Ye Zi, Chen Tianxiang, Wang Fangyijie, Zhang Hanwei, Zhang Lijun
Institute of Intelligent Software, Guangzhou, 511400, Guangdong, China.
University of Science and Technology of China, Hefei, 230026, Anhui, China.
Sci Rep. 2025 Sep 1;15(1):32152. doi: 10.1038/s41598-025-16797-6.
Segmenting echocardiographic images is a crucial step in assessing heart function, as clinical indicators can be obtained by precisely delineating the left ventricle. The success of subsequent heart analyses depends entirely on the precision of this segmentation. However, echocardiography is characterized by ambiguity and heavy background noise interference, making accurate segmentation more challenging. Present methods lack efficiency and are prone to mistakenly segmenting some background noise areas, such as the left ventricular area, due to noise disturbance. To address these issues, we introduce P-Mamba, which integrates the Mixture of Experts (MoE) concept for efficient pediatric echocardiographic left ventricular segmentation. Specifically, we utilize the recently proposed ViM layers from the vision mamba to enhance our model's computational and memory efficiency while modeling global dependencies. In the DWT-based (Discrete Wavelet Transform) Perona-Malik Diffusion (PMD) Block, we introduce a block that suppresses noise while preserving the left ventricle's local shape cues. Consequently, our proposed P-Mamba innovatively combines the PMD's noise suppression and local feature extraction capabilities with Mamba's efficient design for global dependency modeling. We conducted segmentation experiments on two pediatric ultrasound datasets and a general ultrasound dataset, namely Echonet-dynamic, and achieved state-of-the-art (SOTA) results. Specifically, on the Pediatric PSAX (8959 images) and Pediatric A4C datasets (6425 images), we achieved Dice scores of 0.922 and 0.906, respectively; on the EchoNet-Dynamic dataset (19882 images), we achieved a Dice score of 0.931. Leveraging the strengths of the P-Mamba block, our model demonstrates superior accuracy and efficiency compared to established models, including vision transformers with quadratic and linear computational complexity.

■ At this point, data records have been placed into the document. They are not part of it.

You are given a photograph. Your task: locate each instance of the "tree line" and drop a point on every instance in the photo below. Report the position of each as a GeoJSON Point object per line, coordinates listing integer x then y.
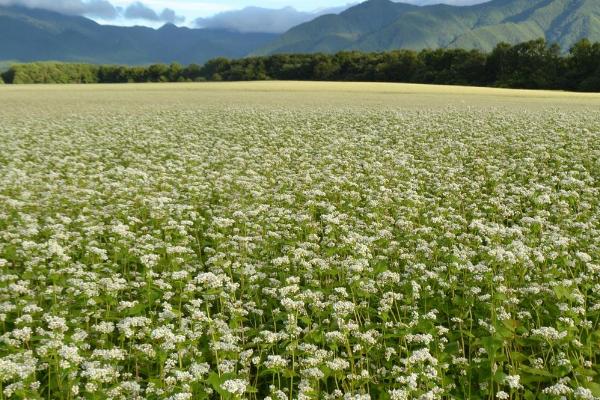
{"type": "Point", "coordinates": [535, 64]}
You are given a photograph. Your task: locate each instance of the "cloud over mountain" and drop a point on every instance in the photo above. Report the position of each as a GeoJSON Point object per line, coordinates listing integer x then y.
{"type": "Point", "coordinates": [258, 19]}
{"type": "Point", "coordinates": [139, 10]}
{"type": "Point", "coordinates": [102, 9]}
{"type": "Point", "coordinates": [93, 8]}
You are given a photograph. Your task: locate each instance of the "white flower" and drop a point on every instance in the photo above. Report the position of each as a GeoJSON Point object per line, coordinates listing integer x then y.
{"type": "Point", "coordinates": [235, 386]}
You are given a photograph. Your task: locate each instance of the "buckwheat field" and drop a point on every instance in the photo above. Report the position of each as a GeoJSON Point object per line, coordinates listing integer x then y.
{"type": "Point", "coordinates": [298, 241]}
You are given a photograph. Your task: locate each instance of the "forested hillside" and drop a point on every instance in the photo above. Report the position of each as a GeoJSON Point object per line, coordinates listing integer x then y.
{"type": "Point", "coordinates": [531, 65]}
{"type": "Point", "coordinates": [383, 25]}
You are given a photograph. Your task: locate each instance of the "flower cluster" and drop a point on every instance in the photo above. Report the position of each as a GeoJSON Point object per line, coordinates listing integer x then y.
{"type": "Point", "coordinates": [267, 253]}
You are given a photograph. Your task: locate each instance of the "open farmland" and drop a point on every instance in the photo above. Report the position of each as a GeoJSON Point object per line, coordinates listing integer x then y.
{"type": "Point", "coordinates": [298, 241]}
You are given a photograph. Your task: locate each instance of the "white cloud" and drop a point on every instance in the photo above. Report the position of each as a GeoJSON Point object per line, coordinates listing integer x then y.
{"type": "Point", "coordinates": [93, 8]}
{"type": "Point", "coordinates": [257, 19]}
{"type": "Point", "coordinates": [141, 11]}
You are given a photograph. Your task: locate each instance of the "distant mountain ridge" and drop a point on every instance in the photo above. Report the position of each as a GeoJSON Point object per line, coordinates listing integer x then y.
{"type": "Point", "coordinates": [380, 25]}
{"type": "Point", "coordinates": [38, 35]}
{"type": "Point", "coordinates": [374, 25]}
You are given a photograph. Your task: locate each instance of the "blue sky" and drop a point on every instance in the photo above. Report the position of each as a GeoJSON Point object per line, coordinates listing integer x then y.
{"type": "Point", "coordinates": [200, 13]}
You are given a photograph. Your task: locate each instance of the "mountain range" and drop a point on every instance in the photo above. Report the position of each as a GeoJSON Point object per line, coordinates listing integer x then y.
{"type": "Point", "coordinates": [379, 25]}
{"type": "Point", "coordinates": [37, 35]}
{"type": "Point", "coordinates": [374, 25]}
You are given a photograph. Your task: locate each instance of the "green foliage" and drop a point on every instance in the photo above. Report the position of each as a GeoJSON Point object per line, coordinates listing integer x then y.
{"type": "Point", "coordinates": [156, 246]}
{"type": "Point", "coordinates": [530, 65]}
{"type": "Point", "coordinates": [383, 25]}
{"type": "Point", "coordinates": [30, 35]}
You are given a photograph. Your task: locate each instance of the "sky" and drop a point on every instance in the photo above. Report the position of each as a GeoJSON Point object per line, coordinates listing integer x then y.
{"type": "Point", "coordinates": [242, 15]}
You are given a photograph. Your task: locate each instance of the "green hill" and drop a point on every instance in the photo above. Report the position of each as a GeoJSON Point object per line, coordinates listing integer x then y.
{"type": "Point", "coordinates": [37, 35]}
{"type": "Point", "coordinates": [379, 25]}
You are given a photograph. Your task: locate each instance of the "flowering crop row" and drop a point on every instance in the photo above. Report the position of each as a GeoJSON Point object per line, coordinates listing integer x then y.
{"type": "Point", "coordinates": [272, 254]}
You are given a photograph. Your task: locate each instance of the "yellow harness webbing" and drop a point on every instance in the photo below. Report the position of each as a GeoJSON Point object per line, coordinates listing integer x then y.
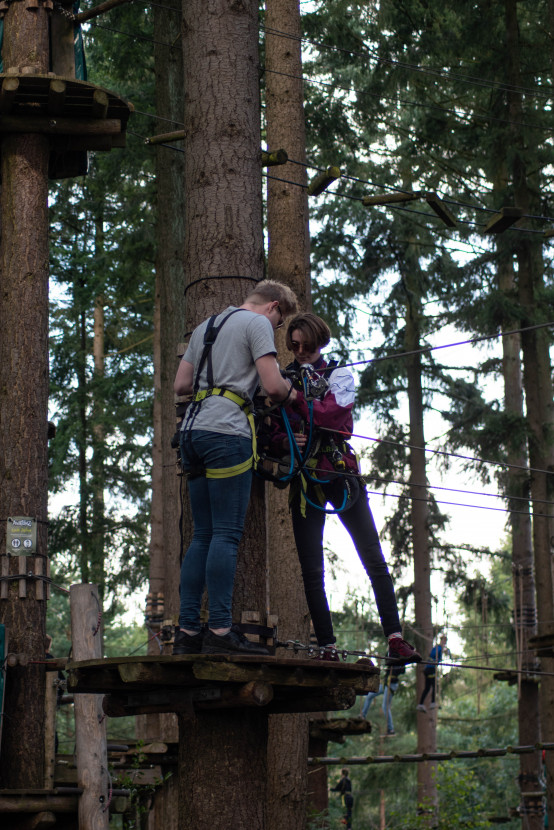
{"type": "Point", "coordinates": [244, 466]}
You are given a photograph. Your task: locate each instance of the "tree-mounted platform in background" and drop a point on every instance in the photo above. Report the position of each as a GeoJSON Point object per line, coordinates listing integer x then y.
{"type": "Point", "coordinates": [335, 729]}
{"type": "Point", "coordinates": [205, 682]}
{"type": "Point", "coordinates": [76, 115]}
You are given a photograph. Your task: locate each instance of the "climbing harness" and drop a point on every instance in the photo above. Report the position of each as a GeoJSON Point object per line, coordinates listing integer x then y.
{"type": "Point", "coordinates": [301, 472]}
{"type": "Point", "coordinates": [201, 395]}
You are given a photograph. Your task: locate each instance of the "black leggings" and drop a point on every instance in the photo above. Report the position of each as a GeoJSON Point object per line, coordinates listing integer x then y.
{"type": "Point", "coordinates": [308, 535]}
{"type": "Point", "coordinates": [429, 687]}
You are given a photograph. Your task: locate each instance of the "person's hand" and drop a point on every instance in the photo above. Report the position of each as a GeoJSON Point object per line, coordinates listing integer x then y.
{"type": "Point", "coordinates": [300, 438]}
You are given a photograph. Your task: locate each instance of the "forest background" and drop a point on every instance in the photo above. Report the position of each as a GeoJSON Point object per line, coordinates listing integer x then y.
{"type": "Point", "coordinates": [403, 97]}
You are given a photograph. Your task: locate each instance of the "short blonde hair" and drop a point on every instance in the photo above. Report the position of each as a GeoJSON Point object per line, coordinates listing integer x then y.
{"type": "Point", "coordinates": [315, 330]}
{"type": "Point", "coordinates": [267, 291]}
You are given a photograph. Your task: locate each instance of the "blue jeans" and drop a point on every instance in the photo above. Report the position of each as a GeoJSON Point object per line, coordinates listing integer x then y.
{"type": "Point", "coordinates": [308, 535]}
{"type": "Point", "coordinates": [218, 511]}
{"type": "Point", "coordinates": [388, 694]}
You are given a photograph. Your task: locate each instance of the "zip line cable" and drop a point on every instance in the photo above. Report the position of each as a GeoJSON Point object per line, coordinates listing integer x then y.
{"type": "Point", "coordinates": [470, 118]}
{"type": "Point", "coordinates": [392, 188]}
{"type": "Point", "coordinates": [473, 80]}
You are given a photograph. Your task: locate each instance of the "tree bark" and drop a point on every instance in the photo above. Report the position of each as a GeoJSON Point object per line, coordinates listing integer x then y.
{"type": "Point", "coordinates": [525, 613]}
{"type": "Point", "coordinates": [426, 721]}
{"type": "Point", "coordinates": [24, 397]}
{"type": "Point", "coordinates": [222, 769]}
{"type": "Point", "coordinates": [168, 332]}
{"type": "Point", "coordinates": [289, 262]}
{"type": "Point", "coordinates": [537, 380]}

对超声心动图图像进行分割是评估心脏功能的关键步骤,因为通过精确描绘左心室可以获得临床指标。后续心脏分析的成功完全取决于这种分割的精度。然而,超声心动图具有模糊性和严重的背景噪声干扰,使得准确分割更具挑战性。目前的方法缺乏效率,并且由于噪声干扰,容易误分割一些背景噪声区域,如左心室区域。为了解决这些问题,我们引入了P-Mamba,它集成了专家混合(MoE)概念,用于高效的儿科超声心动图左心室分割。具体来说,我们利用视觉曼巴最近提出的ViM层来提高我们模型的计算和内存效率,同时对全局依赖性进行建模。在基于离散小波变换(DWT)的佩罗纳-马利克扩散(PMD)模块中,我们引入了一个在保留左心室局部形状线索的同时抑制噪声的模块。因此,我们提出的P-Mamba创新性地将PMD的噪声抑制和局部特征提取能力与曼巴的高效全局依赖性建模设计相结合。我们在两个儿科超声数据集和一个通用超声数据集(即Echonet-dynamic)上进行了分割实验,并取得了领先的(SOTA)结果。具体来说,在儿科PSAX(8959幅图像)和儿科A4C数据集(6425幅图像)上,我们分别获得了0.922和0.906的Dice分数;在EchoNet-Dynamic数据集(19882幅图像)上,我们获得了0.931的Dice分数。利用P-Mamba模块的优势,我们的模型与已有的模型相比,包括具有二次和线性计算复杂度的视觉Transformer,展示了更高的准确性和效率。